A “bubble” is a sustained but temporary major misalignment between perceptions of value (momentarily reflected in market prices) and actual underlying value (eventually reflected in actual cash flows over time). In this sense, it is primarily a psychological phenomenon, caused by unrealistically high expectations of profit and/or underestimation of risk. I stress the words “sustained” and “major” because minor misalignments are taking place — and being corrected — constantly, which is what markets are all about. If all of us knew what returns would actually be over time, we wouldn’t even need markets — or entrepreneurs — in the first place. But there are times — we call them bubbles — when these misalignments persist and feed on themselves until, somewhere down the road, the market loses faith and valuations suddenly come crashing back to reality in one fell blow.

Some economic bubbles that we’ve experienced:

Non-leveraged bubbles are still bubbles, but fortunately their ends are not as dramatic and there effects are not as long lasting as leveraged (credit boom) bubbles. Frederic Mishkin pointed out this distinction in the Financial Times (Not all bubbles present a risk to the economy [FT subscription required]).

Like the start of the Internet Industry, there were also bubbles at the start of the Automotive, Radio and Television revolutions. Each one changed our life. Each time, too much speculative capital chases too few good assets. Additionally, the excess supply of capital creates an excess supply of assets that can be purchased.

The common thread in these three bubbles is over-excited investors putting money into a relatively new product, financial scheme, or industry that seems, given its limited track record, to offer a sure-fire path to riches but whose real risks and rewards they do not yet fully comprehend. Funding those investments via debt is not a necessary ingredient.

I have not yet been able to find a lot of 3rd party sources covering real-estate leverage in China, for now I’ll quote Prof. Chovanec on the subject (Leverage and China’s Property Market).

According to current rules, Chinese developers must use their own capital to secure land. Once they do so, banks will lend them 65% of the money they need for construction and related development costs, with the land pledged as collateral. But saying developers must use “their own capital” to buy the land is a bit misleading.

Residential Sector: Developers build and offload projects rapidly to buyers, half of whom are paying cash.

  • Many developers do raise such funds by listing on the domestic or Hong Kong stock exchanges
  • Many bring in private equity investors.
  • I’ve also seem them raise it in the form of debt
    • Parent company take out loans and then inject the funds as capital into a real estate subsidiary. (most common)
    • Issuing high-yield bonds (if they’re listed)
    • By taking on loans at multiple layers of holding companies, a developer can leverage up considerably to cover his “capital” commitment to the banks.
    • It’s very hard to quantify the extent of this exposure, due to the indirect way many of these loans were raised and channeled into real estate.
  • Approximately 50% of all residential purchases in China today are financed with mortgages
  • China’s mortgage market is relatively small — about 10% of GDP, compared to 48% for Hong Kong.
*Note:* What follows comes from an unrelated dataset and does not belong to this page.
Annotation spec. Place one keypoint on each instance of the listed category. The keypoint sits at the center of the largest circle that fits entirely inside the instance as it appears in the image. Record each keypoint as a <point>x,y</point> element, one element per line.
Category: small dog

Commercial sector, developers are building properties mainly to hold and lease. That means they are raising debt — both from banks and subordinated creditors — and they are not deleveraging.
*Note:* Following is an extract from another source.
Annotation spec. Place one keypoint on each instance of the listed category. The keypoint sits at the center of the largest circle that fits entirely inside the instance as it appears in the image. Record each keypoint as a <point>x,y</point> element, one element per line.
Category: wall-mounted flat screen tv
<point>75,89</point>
  • Many commercial buildings sit nearly or completely empty
  • Where does the cashflow to pay the loans on the property come from?
    • Does the bank care, or is it happy rolling over the loan because the (supposed) value of the collateral has risen?
  • This is the Dubai story all over again — multiple layers of leverage, no tenants, no cash flow.

Credit vs Collateral

  • In the West, banks usually make commercial loans to businesses based on an evaluation of their expected profits and cash flows — will they earn enough to repay?
  • In China, as in many developing markets where banks’ technical skills are not so sophisticated, most business loans are made on the basis of collateral — are there assets the bank can seize if the loan goes bad?
    • Asset Chinese banks like most as collateral is real estate
    • Therefore SOEs enjoy both preferential access to land AND lion’s share of bank loans in China
  • Nobody is really arguing that Chinese banks are over-leveraged.
  • It’s their clients, the developers and SOEs, that are leveraged up on real estate.
  • It’s loans to those clients, should property take a tumble, that would hit the banks as losses.